Gunslingers and suits dreamed up well before Get Shorty and Out of Sight are sketches of the heroes and villains for whom Leonard would become known.
★ 06/01/2015 In this anthology of 15 stories (11 of which have never been previously published), the early Leonard is working through the quirky, tough, humorous, and always surprising characters his many fans have come to expect. The geographical settings as well as the time periods vary, which gives readers a taste of a young writer's ability to experiment and flex, finding new voices and locations with which to captivate his audience.

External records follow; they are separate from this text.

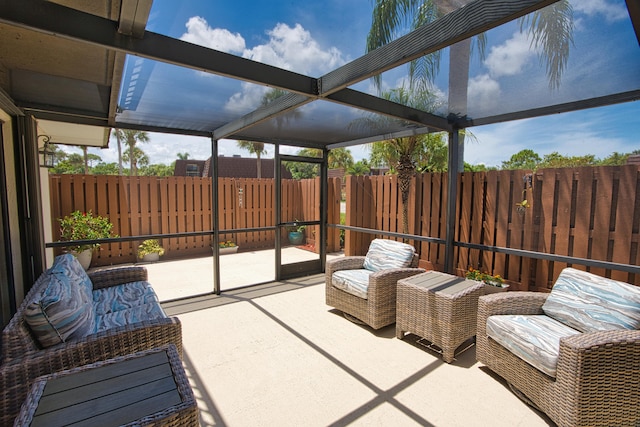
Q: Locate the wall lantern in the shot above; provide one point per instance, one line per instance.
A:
(48, 153)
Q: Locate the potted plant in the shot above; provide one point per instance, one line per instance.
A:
(296, 233)
(492, 284)
(227, 247)
(84, 226)
(150, 250)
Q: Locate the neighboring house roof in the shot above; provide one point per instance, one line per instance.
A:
(228, 167)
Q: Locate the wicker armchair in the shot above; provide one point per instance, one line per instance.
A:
(23, 360)
(378, 309)
(597, 372)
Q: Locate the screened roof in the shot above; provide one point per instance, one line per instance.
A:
(102, 64)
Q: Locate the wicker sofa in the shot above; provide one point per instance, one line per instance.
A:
(364, 287)
(574, 353)
(115, 313)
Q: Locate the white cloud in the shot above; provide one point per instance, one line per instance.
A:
(510, 58)
(246, 100)
(290, 48)
(293, 48)
(484, 91)
(199, 32)
(611, 12)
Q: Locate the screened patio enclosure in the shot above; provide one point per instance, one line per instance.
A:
(109, 64)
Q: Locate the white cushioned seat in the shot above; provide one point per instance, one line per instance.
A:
(355, 282)
(533, 338)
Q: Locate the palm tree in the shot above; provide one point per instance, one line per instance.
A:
(340, 158)
(131, 138)
(256, 148)
(136, 157)
(550, 29)
(400, 153)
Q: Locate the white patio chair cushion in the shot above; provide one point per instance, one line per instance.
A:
(589, 303)
(384, 254)
(533, 338)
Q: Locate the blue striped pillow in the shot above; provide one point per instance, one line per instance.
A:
(384, 254)
(589, 303)
(62, 313)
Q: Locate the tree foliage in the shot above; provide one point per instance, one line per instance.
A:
(359, 168)
(528, 159)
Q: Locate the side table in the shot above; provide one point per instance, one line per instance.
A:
(146, 388)
(438, 307)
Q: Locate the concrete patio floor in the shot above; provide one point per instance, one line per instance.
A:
(276, 355)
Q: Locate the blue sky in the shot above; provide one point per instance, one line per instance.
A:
(315, 37)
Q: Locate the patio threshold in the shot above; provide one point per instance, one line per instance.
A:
(275, 354)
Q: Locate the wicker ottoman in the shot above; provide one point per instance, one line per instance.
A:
(438, 307)
(146, 388)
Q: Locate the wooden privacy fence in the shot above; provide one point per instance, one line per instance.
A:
(590, 212)
(164, 205)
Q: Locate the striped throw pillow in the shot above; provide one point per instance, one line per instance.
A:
(384, 254)
(589, 303)
(62, 313)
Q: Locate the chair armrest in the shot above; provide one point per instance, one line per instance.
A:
(117, 276)
(344, 263)
(604, 345)
(512, 303)
(17, 376)
(596, 369)
(384, 282)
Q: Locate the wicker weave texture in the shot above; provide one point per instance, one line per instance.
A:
(598, 374)
(184, 414)
(379, 309)
(23, 360)
(445, 320)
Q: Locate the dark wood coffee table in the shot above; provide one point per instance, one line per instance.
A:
(150, 387)
(439, 307)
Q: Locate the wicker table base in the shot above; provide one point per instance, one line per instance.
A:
(439, 307)
(147, 388)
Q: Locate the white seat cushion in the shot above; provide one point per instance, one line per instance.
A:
(355, 282)
(533, 338)
(589, 303)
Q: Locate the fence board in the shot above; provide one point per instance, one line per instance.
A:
(489, 223)
(623, 229)
(601, 217)
(586, 212)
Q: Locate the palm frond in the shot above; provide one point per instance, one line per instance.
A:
(551, 30)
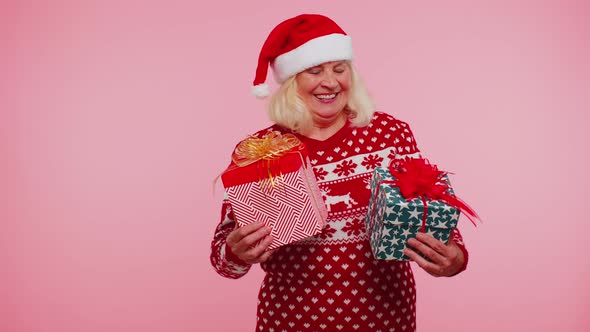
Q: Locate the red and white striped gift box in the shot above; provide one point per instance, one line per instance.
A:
(281, 193)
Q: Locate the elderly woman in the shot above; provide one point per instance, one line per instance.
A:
(331, 281)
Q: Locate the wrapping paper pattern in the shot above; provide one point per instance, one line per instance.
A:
(392, 220)
(292, 205)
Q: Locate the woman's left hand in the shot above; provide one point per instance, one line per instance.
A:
(445, 259)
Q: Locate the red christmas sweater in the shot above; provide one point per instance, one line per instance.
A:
(331, 282)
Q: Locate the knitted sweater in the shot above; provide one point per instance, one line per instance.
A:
(331, 282)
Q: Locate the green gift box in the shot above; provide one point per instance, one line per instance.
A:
(392, 220)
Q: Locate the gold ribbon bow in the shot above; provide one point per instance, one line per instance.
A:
(271, 146)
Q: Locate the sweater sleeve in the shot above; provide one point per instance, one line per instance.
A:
(223, 260)
(458, 239)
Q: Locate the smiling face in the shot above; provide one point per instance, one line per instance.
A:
(325, 90)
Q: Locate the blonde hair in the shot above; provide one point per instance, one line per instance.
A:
(287, 109)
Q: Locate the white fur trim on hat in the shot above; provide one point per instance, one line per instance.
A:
(261, 90)
(333, 47)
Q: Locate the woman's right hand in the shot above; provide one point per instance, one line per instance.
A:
(249, 242)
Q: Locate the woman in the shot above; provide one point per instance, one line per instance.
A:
(330, 282)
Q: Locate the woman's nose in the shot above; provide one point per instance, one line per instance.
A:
(329, 81)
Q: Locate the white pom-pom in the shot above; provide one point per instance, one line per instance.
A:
(261, 90)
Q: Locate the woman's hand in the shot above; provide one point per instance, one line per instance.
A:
(249, 242)
(445, 259)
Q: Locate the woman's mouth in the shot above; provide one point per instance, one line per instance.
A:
(327, 97)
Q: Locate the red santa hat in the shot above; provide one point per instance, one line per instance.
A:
(297, 44)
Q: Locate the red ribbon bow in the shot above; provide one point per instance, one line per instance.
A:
(418, 178)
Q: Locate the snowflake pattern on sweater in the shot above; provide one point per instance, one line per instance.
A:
(331, 282)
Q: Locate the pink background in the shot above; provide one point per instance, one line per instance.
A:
(116, 116)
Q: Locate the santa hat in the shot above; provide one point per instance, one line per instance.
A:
(297, 44)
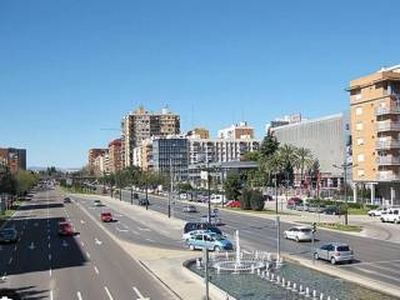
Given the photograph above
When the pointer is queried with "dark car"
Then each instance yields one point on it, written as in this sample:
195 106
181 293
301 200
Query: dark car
8 235
144 202
332 210
190 226
67 200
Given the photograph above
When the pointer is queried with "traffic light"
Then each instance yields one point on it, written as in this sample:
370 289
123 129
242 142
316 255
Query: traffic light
314 227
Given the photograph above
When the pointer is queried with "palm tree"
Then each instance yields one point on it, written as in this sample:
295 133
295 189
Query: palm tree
304 161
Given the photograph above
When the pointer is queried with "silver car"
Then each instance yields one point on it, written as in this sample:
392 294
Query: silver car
298 233
334 252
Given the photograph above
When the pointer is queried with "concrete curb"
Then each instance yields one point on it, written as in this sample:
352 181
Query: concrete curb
213 288
371 284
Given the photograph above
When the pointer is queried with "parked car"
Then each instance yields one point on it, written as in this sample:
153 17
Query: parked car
214 219
65 228
292 202
67 200
190 209
210 241
8 235
233 204
377 212
98 203
298 233
334 252
106 217
332 210
190 226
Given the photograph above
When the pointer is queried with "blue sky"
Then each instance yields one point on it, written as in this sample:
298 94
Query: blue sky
70 68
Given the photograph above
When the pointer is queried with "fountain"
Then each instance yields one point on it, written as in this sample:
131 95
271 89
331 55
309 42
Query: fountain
239 262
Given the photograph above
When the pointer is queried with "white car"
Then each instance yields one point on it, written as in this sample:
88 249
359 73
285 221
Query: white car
377 212
298 233
189 234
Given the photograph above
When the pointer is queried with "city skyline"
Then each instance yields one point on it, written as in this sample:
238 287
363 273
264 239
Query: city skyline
72 69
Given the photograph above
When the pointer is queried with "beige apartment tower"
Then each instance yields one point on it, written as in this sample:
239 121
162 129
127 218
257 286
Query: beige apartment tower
375 129
140 125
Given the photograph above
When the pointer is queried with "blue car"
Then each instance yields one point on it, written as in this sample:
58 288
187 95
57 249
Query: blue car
208 240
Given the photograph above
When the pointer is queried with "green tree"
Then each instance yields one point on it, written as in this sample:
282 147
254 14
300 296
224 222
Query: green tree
304 161
232 186
256 200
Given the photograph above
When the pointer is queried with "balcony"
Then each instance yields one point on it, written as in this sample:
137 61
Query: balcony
387 145
387 126
388 177
388 160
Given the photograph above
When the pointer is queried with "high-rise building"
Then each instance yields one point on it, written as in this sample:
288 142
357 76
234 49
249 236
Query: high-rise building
170 157
114 152
141 124
328 139
237 131
13 158
375 128
92 155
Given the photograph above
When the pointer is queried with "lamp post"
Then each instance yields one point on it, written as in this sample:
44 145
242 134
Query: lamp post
345 167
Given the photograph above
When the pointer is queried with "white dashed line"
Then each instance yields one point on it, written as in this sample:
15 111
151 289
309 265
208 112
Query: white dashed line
108 293
79 295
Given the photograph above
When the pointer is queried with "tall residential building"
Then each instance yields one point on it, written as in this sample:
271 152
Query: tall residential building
329 141
237 131
93 154
13 158
114 152
170 157
375 119
141 124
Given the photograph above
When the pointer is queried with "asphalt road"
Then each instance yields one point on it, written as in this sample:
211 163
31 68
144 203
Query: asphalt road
378 260
89 265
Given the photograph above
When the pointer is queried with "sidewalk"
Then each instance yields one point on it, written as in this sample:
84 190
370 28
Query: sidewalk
165 265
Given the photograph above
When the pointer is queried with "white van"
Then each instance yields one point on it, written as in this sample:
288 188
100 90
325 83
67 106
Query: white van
392 215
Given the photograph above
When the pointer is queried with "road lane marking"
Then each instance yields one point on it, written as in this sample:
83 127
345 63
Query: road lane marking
108 293
139 294
79 295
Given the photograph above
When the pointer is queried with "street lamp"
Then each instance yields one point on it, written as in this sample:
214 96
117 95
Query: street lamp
344 167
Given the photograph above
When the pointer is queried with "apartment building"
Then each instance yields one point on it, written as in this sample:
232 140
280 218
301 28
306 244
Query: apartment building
328 139
170 157
13 158
375 119
114 152
140 125
237 131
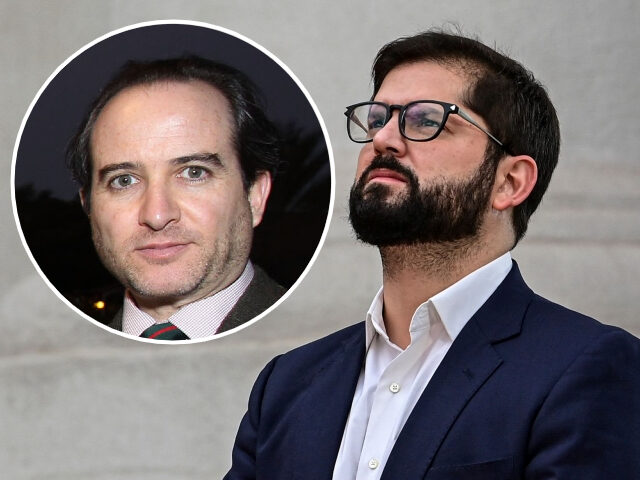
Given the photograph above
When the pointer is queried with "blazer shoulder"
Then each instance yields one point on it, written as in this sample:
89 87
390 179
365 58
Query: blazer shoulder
307 360
325 347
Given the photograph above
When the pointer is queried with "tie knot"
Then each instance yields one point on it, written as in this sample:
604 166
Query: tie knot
164 331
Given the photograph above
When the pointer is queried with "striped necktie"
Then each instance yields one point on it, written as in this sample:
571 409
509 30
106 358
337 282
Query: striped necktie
164 331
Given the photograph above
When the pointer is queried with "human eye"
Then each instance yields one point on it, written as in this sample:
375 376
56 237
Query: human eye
375 122
122 182
194 173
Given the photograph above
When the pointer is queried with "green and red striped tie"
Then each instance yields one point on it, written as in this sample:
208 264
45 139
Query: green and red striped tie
164 331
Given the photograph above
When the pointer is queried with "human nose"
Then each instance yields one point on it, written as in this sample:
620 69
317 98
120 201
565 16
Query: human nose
158 207
388 139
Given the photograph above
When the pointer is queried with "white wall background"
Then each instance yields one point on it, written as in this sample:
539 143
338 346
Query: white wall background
79 403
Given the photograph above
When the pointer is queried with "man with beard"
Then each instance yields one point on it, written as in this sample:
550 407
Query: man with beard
174 162
459 370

Featuring characters from an aging territorial lawman still capable of outsmarting hooligans to a matador-turned-migrant farm worker, the stories take us down bumpy dirt roads in New Mexico and on to villas in southern Spain and back to stage props and Hollywood sets. VERDICT There's a reason Leonard has been labeled one of the best crime writers in America and why his clipped and witty dialog and economical writing style have found their way to television and film. He's just a great storyteller. Leonard devotees will love this book, and new readers will want to check out his novels after reading this work of short fiction. [See Prepub Alert, 12/15/14.]—Russell Miller, Prescott P.L., AZ
This collection is packed with entertaining nuggets, and the narrators are all on target, but the Elmore Leonard stories themselves—most of them early, unpublished works—use styles and techniques that Leonard would later abandon or refine. For example, Will Patton starts the collection with the right mix of cynicism and fatalism in "One, Horizontal," a noir-ish first-person tale with an O. Henry ending, all elements that Leonard later shunned. This formula—great narration and unexpected stylings from Leonard—makes CHARLIE MARTZ an oddity among Elmore Leonard's 40+ audiobooks. The thematic seeds are there—the underestimated man, women and men as partners, the battle against social injustice—but the stories are missing the twinkling dialogue and light pacing of the mature Leonard. Kudos to all the narrators, especially Tish Hicks. R.W.S. © AudioFile 2015, Portland, Maine
2015-04-01 Fifteen mostly unpublished stories—Westerns, war stories, dispatches from Detroit—written in the 1950s. Leonard's son Peter notes in his brief introduction that Hemingway was the formative influence on his father's prose, and you'll find echoes of Papa everywhere here. The slight coming-of-age story "The Line Rider" and the will-he-or-won't-he-stray anecdotes "Arma Virumque Cano" and "Evenings Away from Home" drag their unprepared heroes into Hemingway territory; "Charlie Martz" and "First Western Siesta in Paloverde" bring the sheriff of Doña Ana County up against two shooters hungry for revenge; "Short Stories for Men: The Bull Ring at Blisston" forces an ex-bullfighter to cap one last bull in Michigan; and the Anglos stopping in a Torremolinos hotel in "A Happy, Lighthearted People" could have stepped right out of "Homage to Switzerland." More subtle echoes of Hemingway turn up in the twisted marital idyll of "The Italian Cut" and the moral dilemmas the heroes and heroines face in the Mexico of "Confession," the Malaya of "Time of Terror," and the Civil War of "Rebel on the Run." But the most obvious influence is in the testosterone posturing that drives the avenging brother of "One, Horizontal" and the farmer invited to become a sales rep in "The Trespassers." Like Hemingway, Leonard excels in dramatizing the point at which apparently friendly mano a mano joshing threatens to erupt in violence for the Hollywood extra in "The Only Good Syrian Foot Soldier Is a Dead One" and the rifle-toting ex-boyfriend of "For Something to Do," perhaps the most characteristic of all these tales. Not by any means apprentice work—Leonard's first four novels appeared over the same period as these stories—but interesting mostly for the signs and promises of the author's future laconic command of dialogue and action and his knowing, lazy, wryly amused trademark voice.